The plot, as it is, involves a doctor returning to his small Louisiana community after being in jail for 2 years. There are lots of oblique hints as to why he went to jail, leading the reader to believe a full and interesting backstory will be revealed. This never happens. He soon discovers that his few remaining patients have radically different behaviours and personalities. We eventually learn of a "conspiracy" to put some radiated sodium in the water that makes people less prone to criminal behaviour or something. The whole thing is preposterous and boring and somehow connected to a school of pedophiles, which gives Percy his excuse to describe it all. What's super fucking weird and creepy is that the abusers are all re-integrated into society and given jobs at the new institute for the dying (to replace the euthanasia centers; don't ask) which the protagonist puts together in the denouement.

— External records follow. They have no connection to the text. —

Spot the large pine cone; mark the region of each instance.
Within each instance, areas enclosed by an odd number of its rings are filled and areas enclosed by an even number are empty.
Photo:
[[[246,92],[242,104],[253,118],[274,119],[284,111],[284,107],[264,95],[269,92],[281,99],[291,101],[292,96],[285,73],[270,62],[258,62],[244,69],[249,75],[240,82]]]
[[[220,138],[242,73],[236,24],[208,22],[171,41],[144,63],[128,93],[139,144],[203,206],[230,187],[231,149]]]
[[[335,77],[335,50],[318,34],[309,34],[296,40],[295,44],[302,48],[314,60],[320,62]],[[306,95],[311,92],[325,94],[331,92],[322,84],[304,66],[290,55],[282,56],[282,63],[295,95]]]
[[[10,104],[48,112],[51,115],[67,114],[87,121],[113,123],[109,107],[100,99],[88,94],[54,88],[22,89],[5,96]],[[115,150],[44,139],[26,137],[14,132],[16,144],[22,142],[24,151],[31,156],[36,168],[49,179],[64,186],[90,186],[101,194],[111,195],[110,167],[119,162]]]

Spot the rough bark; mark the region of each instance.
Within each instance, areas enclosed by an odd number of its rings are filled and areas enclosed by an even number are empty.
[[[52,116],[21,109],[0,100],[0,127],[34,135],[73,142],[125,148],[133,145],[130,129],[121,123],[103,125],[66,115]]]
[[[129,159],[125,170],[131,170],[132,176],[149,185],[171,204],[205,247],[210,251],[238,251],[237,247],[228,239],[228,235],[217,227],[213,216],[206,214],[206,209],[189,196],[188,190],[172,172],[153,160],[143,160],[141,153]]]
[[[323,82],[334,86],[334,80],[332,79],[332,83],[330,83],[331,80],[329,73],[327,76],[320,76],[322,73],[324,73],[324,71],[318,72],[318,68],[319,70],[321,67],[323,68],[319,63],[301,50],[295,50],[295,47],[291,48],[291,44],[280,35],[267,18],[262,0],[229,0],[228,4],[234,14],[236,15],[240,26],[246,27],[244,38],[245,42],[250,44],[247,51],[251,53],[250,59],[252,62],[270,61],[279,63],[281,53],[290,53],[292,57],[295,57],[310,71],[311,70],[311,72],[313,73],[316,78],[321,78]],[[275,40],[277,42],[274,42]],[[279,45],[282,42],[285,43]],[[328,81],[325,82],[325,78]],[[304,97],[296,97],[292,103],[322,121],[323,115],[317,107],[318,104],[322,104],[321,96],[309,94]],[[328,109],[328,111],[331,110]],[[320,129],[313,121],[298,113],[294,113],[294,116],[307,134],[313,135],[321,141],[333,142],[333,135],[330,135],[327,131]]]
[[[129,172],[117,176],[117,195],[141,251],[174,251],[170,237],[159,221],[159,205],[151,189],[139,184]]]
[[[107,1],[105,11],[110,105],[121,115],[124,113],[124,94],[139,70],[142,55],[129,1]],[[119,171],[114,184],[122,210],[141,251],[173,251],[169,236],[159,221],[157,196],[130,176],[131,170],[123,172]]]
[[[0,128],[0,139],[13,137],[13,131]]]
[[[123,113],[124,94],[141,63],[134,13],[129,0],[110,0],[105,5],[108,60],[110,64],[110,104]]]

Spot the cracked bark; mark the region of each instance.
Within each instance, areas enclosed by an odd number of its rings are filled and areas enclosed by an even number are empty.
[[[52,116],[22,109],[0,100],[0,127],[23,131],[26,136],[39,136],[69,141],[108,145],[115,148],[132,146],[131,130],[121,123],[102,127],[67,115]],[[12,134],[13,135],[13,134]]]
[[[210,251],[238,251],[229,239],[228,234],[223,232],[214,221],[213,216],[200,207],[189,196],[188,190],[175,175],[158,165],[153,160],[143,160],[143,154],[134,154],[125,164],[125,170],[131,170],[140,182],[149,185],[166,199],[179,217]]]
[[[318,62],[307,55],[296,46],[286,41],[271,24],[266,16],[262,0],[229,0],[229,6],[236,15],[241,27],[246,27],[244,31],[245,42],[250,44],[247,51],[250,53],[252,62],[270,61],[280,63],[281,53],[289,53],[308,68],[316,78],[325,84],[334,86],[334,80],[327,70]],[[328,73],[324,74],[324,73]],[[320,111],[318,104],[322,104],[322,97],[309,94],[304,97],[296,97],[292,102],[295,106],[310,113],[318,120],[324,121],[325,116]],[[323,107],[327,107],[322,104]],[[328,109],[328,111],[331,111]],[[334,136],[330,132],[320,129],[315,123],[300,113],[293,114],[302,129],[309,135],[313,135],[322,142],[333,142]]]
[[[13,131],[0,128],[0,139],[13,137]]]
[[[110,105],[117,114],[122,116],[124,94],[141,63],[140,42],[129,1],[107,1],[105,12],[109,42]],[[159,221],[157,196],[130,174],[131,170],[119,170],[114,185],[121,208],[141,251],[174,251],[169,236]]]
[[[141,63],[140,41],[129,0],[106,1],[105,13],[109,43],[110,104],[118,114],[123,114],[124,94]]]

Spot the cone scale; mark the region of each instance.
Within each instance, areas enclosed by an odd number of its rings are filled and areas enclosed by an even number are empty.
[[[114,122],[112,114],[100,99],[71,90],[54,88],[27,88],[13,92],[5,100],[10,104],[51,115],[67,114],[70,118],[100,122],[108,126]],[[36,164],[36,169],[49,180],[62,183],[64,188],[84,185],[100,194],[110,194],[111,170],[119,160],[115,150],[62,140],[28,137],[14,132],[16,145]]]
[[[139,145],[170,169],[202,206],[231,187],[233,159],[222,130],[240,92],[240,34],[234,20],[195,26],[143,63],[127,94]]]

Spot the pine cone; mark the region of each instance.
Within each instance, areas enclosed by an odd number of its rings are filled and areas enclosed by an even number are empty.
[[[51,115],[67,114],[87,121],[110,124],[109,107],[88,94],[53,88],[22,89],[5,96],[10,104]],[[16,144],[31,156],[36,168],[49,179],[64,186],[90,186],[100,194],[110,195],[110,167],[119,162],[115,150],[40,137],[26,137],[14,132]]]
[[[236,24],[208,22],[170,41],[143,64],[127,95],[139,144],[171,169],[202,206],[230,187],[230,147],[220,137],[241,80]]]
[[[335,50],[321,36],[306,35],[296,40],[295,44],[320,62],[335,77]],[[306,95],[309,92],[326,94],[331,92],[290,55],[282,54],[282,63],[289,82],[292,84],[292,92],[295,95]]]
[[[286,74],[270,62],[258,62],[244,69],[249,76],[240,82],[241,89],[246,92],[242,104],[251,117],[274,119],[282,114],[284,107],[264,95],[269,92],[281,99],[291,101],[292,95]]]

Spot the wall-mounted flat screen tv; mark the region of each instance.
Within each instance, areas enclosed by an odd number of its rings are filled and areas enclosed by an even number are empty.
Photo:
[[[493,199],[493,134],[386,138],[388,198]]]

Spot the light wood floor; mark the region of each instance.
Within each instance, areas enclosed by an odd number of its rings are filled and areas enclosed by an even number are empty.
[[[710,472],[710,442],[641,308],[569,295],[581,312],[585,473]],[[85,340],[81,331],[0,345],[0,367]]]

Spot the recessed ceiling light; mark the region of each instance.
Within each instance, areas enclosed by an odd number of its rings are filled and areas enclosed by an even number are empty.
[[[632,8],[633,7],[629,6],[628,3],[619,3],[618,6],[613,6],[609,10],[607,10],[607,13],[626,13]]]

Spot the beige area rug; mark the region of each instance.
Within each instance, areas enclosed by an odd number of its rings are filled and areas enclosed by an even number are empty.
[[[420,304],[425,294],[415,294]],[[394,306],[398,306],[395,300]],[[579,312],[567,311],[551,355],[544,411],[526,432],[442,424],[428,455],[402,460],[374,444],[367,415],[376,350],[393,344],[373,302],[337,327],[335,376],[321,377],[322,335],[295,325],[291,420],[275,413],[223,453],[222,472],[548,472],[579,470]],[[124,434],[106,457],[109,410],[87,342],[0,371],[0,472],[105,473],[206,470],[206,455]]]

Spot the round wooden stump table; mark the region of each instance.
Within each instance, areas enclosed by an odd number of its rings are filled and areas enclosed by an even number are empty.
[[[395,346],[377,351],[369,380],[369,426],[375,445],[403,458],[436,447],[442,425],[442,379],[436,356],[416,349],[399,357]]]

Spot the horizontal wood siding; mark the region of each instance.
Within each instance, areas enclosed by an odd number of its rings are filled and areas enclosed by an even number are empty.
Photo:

The worst book I've read in a long time. Took me almost two weeks to get through. Feels like the editor said to him or herself "well this sucks but I can just stick Walker Percy on the front and we should sell enough." The reviewers who said shit like "laced with escapes and chase scenes and risky, ingenious detective work" need their license pulled.
2 comments:
I read too read The Moviegoer at the urging of a wrong girl. Surely it can't be the same one! In any case, I also don't remember much of the novel. Sadly, her memory lingers.
Here's to better times! Best wishes for the New Year!
Interesting! Probably not the same girl but I suspect that the coincidence is evidence that The Moviegoer is that kind of book, recommended from one young lover to another, read with the uncritical fervour of romance.
Thanks for the wishes and the comment. You too!